I don’t trust masters who can’t be down-to-earth. For me they’re like those eccentric poets who can’t write like everybody else. I accept that they’re eccentric, but I’d like them to show me that it’s because they’re superior to the norm rather than incapable of it.

There are supposedly great mathematicians who make errors in simple addition, but what I’m talking about here is ignorance, not error. I accept that a great mathematician can add two and two and get five: it can happen to anyone in a moment of distraction. What I don’t accept is that he not know what addition is or how it’s done. And this is the case of the overwhelming majority of occult masters.

(Fernando Pessoa, The Book of Disquiet, tr. Richard Zenith)

Pessoa’s condemnation could as easily apply to the new priesthood – the Literary Theorists, who are akin to occultists except they lack the unintentional comedy value of the Grand Black Chaos Magisters. Just as Pessoa turns away from occultists out of aesthetic contempt, so anyone with an ounce of intellectual honesty would take one sniff of false prophets like Homi Bhabha and Judith Butler, and turn away in disgust.

i think it’s the case that most people are swayed not by logic so much as by aesthetics, or by an inner need, an innate sense of how the world is, which corresponds to a particular creed, philosophy, etc. So, with my Calvinist friend the Viking, for example, i think his innate sense of the world is of order, structure, predictable and comforting linearity, hierarchies, a world which makes sense and in which all is as it should be, a world where the men in power are worthy of implicit trust, unquestioning loyalty, because God put them there. He is about to become a Roman Catholic, perhaps out of a sense that Protestantism is too unstructured, leaves things too open, undetermined in a sense (that which is determined being inscrutable).
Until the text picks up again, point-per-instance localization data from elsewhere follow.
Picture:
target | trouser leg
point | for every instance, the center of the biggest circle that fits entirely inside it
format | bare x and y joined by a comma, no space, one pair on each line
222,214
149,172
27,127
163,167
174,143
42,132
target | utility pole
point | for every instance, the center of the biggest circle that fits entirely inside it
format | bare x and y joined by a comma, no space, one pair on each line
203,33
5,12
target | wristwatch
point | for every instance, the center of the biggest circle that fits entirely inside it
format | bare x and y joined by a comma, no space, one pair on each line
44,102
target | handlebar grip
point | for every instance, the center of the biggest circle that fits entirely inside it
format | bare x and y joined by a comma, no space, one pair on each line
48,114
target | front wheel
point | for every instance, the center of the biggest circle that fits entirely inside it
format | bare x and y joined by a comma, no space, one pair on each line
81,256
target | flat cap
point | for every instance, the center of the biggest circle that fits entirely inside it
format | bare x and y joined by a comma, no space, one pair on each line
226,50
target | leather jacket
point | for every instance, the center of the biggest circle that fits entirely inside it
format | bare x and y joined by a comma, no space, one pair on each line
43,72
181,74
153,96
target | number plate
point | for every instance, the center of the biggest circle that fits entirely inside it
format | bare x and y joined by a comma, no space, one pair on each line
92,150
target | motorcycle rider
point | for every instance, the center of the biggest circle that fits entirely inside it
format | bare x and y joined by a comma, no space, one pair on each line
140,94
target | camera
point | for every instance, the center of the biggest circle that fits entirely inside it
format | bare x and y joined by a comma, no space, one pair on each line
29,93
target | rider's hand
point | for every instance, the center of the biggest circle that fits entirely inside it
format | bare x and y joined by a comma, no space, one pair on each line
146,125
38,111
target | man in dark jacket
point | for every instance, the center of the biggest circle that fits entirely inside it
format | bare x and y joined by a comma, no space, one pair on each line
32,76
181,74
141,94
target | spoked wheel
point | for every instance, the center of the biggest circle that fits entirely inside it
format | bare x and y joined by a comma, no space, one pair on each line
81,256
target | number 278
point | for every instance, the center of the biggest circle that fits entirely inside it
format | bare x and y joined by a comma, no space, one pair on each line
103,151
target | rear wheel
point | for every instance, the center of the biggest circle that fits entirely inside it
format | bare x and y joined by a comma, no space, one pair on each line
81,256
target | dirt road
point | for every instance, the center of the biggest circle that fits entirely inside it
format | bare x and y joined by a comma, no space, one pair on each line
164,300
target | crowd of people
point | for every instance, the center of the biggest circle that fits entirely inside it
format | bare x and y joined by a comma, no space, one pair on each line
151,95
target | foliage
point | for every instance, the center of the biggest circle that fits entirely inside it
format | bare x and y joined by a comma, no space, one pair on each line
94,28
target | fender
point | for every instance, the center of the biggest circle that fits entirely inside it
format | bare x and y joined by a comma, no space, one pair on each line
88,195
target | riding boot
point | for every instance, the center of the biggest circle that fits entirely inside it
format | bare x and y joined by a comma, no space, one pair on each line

My own sense of the world is of a great big mess in which very little makes much sense and the powerful usually exist on a spectrum between corruption and evil (that is to say, they are human beings). Although i occasionally perceive an order, it is very much a behind-the-scenes affair, to do with the continuities between lives, from incarnation to incarnation.
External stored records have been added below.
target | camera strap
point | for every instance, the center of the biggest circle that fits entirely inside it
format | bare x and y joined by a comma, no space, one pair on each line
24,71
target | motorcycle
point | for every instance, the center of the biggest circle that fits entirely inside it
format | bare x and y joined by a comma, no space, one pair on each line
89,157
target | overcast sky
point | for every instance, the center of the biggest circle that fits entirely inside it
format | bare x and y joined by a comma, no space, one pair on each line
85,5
i don’t see any great order in the world – or rather, i see glimpses of a largely incomprehensible order, as in the fictions of Kafka and Borges – and i therefore resist any system which makes things too apparent, too solid and obvious. For me, the world is simply not like that. That is, perhaps, one reason i am drawn to “the occult”.
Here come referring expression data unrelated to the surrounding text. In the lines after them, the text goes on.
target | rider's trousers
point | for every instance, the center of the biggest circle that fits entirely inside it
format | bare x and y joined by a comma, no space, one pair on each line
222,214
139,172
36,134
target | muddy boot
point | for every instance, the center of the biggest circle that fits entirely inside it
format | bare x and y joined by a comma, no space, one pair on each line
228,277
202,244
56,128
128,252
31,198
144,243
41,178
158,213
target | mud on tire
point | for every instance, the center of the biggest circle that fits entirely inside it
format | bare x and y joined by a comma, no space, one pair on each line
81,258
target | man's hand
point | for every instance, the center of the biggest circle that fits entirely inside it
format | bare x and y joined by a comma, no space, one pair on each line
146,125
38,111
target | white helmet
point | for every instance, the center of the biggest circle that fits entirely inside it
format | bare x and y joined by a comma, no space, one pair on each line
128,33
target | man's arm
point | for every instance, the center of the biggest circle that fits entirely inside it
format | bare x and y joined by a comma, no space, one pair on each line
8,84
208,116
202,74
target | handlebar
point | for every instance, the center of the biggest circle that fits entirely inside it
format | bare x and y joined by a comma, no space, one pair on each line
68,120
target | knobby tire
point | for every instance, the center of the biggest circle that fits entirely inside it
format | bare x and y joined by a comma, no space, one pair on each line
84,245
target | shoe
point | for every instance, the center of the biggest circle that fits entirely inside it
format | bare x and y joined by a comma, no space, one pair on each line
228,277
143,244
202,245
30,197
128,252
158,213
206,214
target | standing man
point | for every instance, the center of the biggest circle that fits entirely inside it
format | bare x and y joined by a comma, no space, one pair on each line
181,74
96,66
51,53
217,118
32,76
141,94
i am not, however, interested in occult organisations and rituals – these seem to me mistaken, in trying to make the matter too apparent. My first introduction to the occult was about 12 years ago, when i found Aleister Crowley’s Magick in a second-hand bookshop. Parts of it were interesting but the rituals with their magical swords, pentagrams, incantations and demons seemed to me evidently fake, ludicrous and weak – like Esperanto, or the languages invented by Fantasy novelists (even Tolkien’s languages sound ridiculous and artificial when spoken).

Rune work is different – i cannot say whether the runes are a human invention, in the way that Elvish was invented by Tolkien, or whether they arose as did French or German, or whether a god gave them to mankind – or, “all of the above”, as they say. It is both interesting and futile to speculate. One never comes to the final ground – i would go further and say that the attempt to get to the final ground of things is wrongheaded and leads only to mental collapse, or capitulation.

My approach to rune work is pragmatic. i cannot know if the universe is really in some way divisible into twenty-four runic energies, or if a god gave them to mankind – all i can know is how they work in me; that is, how they help me to understand my self and my world; and what we call “magic”. If i’m wrong, well, i shall probably start calling myself Grand Black Chaos Magister Elberry and if i hadn’t disabled comments you could all tell me “Elberry, you’ve gone nuts.”

But by then it would, of course, be too late.